NetApp – Is this the dawn of a new day?

Many people in the storage industry believed that NetApp made a pretty big mistake by underestimating the power of flash and its impact on the storage market. What really impressed me is that at Storage Field Day 9, Dave Hitz stood up and openly agreed!

He then went on to explain how they had recognised this and made a strategic decision to purchase one of the hottest and most innovative flash storage companies in the world, SolidFire. This has clearly been done with the intention of using SolidFire as Polyfilla for the hole in their product portfolio, but I would suggest that it is as much about SolidFire becoming a catalyst for modernising and reforming the organisation.

As with almost any company which has been around for a significant period of time and grown to a significant size (currently standing at around 12,500 employees), NetApp has become rather a behemoth, with all of the usual process-driven issues which beset companies of their scale. Much like an oil tanker, they don’t so much measure their turning circle in metres, as they do in miles.
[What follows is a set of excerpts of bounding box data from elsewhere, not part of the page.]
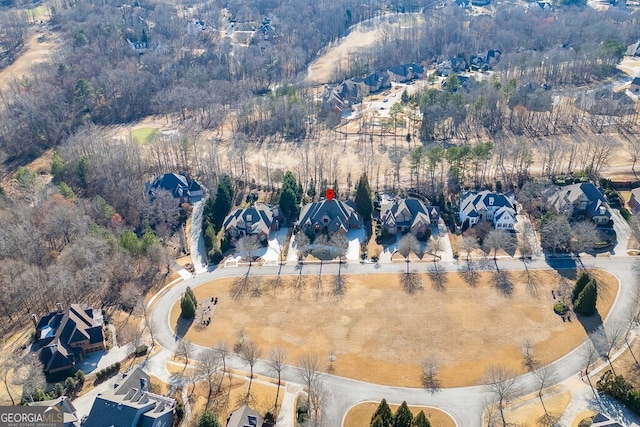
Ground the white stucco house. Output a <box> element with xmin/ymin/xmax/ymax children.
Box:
<box><xmin>459</xmin><ymin>190</ymin><xmax>516</xmax><ymax>230</ymax></box>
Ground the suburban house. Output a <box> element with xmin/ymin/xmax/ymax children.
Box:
<box><xmin>352</xmin><ymin>71</ymin><xmax>391</xmax><ymax>94</ymax></box>
<box><xmin>436</xmin><ymin>56</ymin><xmax>469</xmax><ymax>76</ymax></box>
<box><xmin>322</xmin><ymin>64</ymin><xmax>425</xmax><ymax>113</ymax></box>
<box><xmin>31</xmin><ymin>303</ymin><xmax>105</xmax><ymax>374</ymax></box>
<box><xmin>227</xmin><ymin>405</ymin><xmax>264</xmax><ymax>427</ymax></box>
<box><xmin>145</xmin><ymin>173</ymin><xmax>203</xmax><ymax>204</ymax></box>
<box><xmin>459</xmin><ymin>190</ymin><xmax>516</xmax><ymax>230</ymax></box>
<box><xmin>298</xmin><ymin>199</ymin><xmax>361</xmax><ymax>235</ymax></box>
<box><xmin>380</xmin><ymin>199</ymin><xmax>440</xmax><ymax>237</ymax></box>
<box><xmin>387</xmin><ymin>64</ymin><xmax>424</xmax><ymax>83</ymax></box>
<box><xmin>629</xmin><ymin>77</ymin><xmax>640</xmax><ymax>95</ymax></box>
<box><xmin>625</xmin><ymin>40</ymin><xmax>640</xmax><ymax>56</ymax></box>
<box><xmin>27</xmin><ymin>396</ymin><xmax>80</xmax><ymax>427</ymax></box>
<box><xmin>469</xmin><ymin>49</ymin><xmax>502</xmax><ymax>71</ymax></box>
<box><xmin>82</xmin><ymin>367</ymin><xmax>175</xmax><ymax>427</ymax></box>
<box><xmin>629</xmin><ymin>187</ymin><xmax>640</xmax><ymax>213</ymax></box>
<box><xmin>223</xmin><ymin>203</ymin><xmax>280</xmax><ymax>241</ymax></box>
<box><xmin>549</xmin><ymin>182</ymin><xmax>611</xmax><ymax>225</ymax></box>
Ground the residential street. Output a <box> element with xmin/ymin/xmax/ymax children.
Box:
<box><xmin>146</xmin><ymin>255</ymin><xmax>636</xmax><ymax>427</ymax></box>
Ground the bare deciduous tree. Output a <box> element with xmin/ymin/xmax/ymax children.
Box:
<box><xmin>197</xmin><ymin>348</ymin><xmax>220</xmax><ymax>409</ymax></box>
<box><xmin>397</xmin><ymin>233</ymin><xmax>422</xmax><ymax>273</ymax></box>
<box><xmin>214</xmin><ymin>341</ymin><xmax>231</xmax><ymax>393</ymax></box>
<box><xmin>297</xmin><ymin>353</ymin><xmax>320</xmax><ymax>414</ymax></box>
<box><xmin>522</xmin><ymin>338</ymin><xmax>538</xmax><ymax>371</ymax></box>
<box><xmin>268</xmin><ymin>347</ymin><xmax>288</xmax><ymax>417</ymax></box>
<box><xmin>484</xmin><ymin>366</ymin><xmax>518</xmax><ymax>427</ymax></box>
<box><xmin>240</xmin><ymin>341</ymin><xmax>262</xmax><ymax>397</ymax></box>
<box><xmin>533</xmin><ymin>365</ymin><xmax>558</xmax><ymax>415</ymax></box>
<box><xmin>175</xmin><ymin>338</ymin><xmax>196</xmax><ymax>372</ymax></box>
<box><xmin>420</xmin><ymin>358</ymin><xmax>442</xmax><ymax>393</ymax></box>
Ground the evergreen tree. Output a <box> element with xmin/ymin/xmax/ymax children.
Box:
<box><xmin>355</xmin><ymin>173</ymin><xmax>373</xmax><ymax>222</ymax></box>
<box><xmin>278</xmin><ymin>171</ymin><xmax>303</xmax><ymax>221</ymax></box>
<box><xmin>278</xmin><ymin>188</ymin><xmax>298</xmax><ymax>221</ymax></box>
<box><xmin>571</xmin><ymin>271</ymin><xmax>591</xmax><ymax>304</ymax></box>
<box><xmin>184</xmin><ymin>286</ymin><xmax>198</xmax><ymax>307</ymax></box>
<box><xmin>210</xmin><ymin>175</ymin><xmax>233</xmax><ymax>232</ymax></box>
<box><xmin>180</xmin><ymin>293</ymin><xmax>196</xmax><ymax>319</ymax></box>
<box><xmin>393</xmin><ymin>402</ymin><xmax>413</xmax><ymax>427</ymax></box>
<box><xmin>573</xmin><ymin>280</ymin><xmax>598</xmax><ymax>316</ymax></box>
<box><xmin>196</xmin><ymin>411</ymin><xmax>221</xmax><ymax>427</ymax></box>
<box><xmin>51</xmin><ymin>151</ymin><xmax>67</xmax><ymax>182</ymax></box>
<box><xmin>411</xmin><ymin>411</ymin><xmax>431</xmax><ymax>427</ymax></box>
<box><xmin>371</xmin><ymin>399</ymin><xmax>393</xmax><ymax>427</ymax></box>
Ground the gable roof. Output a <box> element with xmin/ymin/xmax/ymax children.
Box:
<box><xmin>380</xmin><ymin>198</ymin><xmax>431</xmax><ymax>227</ymax></box>
<box><xmin>389</xmin><ymin>63</ymin><xmax>424</xmax><ymax>77</ymax></box>
<box><xmin>298</xmin><ymin>199</ymin><xmax>360</xmax><ymax>233</ymax></box>
<box><xmin>84</xmin><ymin>388</ymin><xmax>175</xmax><ymax>427</ymax></box>
<box><xmin>549</xmin><ymin>182</ymin><xmax>611</xmax><ymax>221</ymax></box>
<box><xmin>227</xmin><ymin>405</ymin><xmax>264</xmax><ymax>427</ymax></box>
<box><xmin>27</xmin><ymin>396</ymin><xmax>80</xmax><ymax>427</ymax></box>
<box><xmin>36</xmin><ymin>304</ymin><xmax>104</xmax><ymax>372</ymax></box>
<box><xmin>146</xmin><ymin>173</ymin><xmax>202</xmax><ymax>201</ymax></box>
<box><xmin>223</xmin><ymin>203</ymin><xmax>273</xmax><ymax>234</ymax></box>
<box><xmin>113</xmin><ymin>366</ymin><xmax>151</xmax><ymax>394</ymax></box>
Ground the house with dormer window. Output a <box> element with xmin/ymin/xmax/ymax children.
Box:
<box><xmin>380</xmin><ymin>199</ymin><xmax>440</xmax><ymax>237</ymax></box>
<box><xmin>298</xmin><ymin>199</ymin><xmax>362</xmax><ymax>235</ymax></box>
<box><xmin>459</xmin><ymin>190</ymin><xmax>516</xmax><ymax>230</ymax></box>
<box><xmin>549</xmin><ymin>182</ymin><xmax>611</xmax><ymax>225</ymax></box>
<box><xmin>222</xmin><ymin>203</ymin><xmax>281</xmax><ymax>241</ymax></box>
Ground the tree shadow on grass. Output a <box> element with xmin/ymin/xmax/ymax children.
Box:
<box><xmin>175</xmin><ymin>317</ymin><xmax>195</xmax><ymax>341</ymax></box>
<box><xmin>545</xmin><ymin>257</ymin><xmax>580</xmax><ymax>280</ymax></box>
<box><xmin>427</xmin><ymin>264</ymin><xmax>447</xmax><ymax>292</ymax></box>
<box><xmin>492</xmin><ymin>270</ymin><xmax>514</xmax><ymax>298</ymax></box>
<box><xmin>460</xmin><ymin>261</ymin><xmax>480</xmax><ymax>288</ymax></box>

With the exception of a few key figures and some public battles with a certain 3-letter competitor, their marketing has also historically been relatively conservative and their customers the same. As a current and historical NetApp customer and ex-NetApp admin myself, by no means am I denigrating the amazing job they have done over the years, or indeed the quality of the products they have produced! However, of late I have generally considered them to be mostly in the camp of “nobody ever got fired for buying IBM”.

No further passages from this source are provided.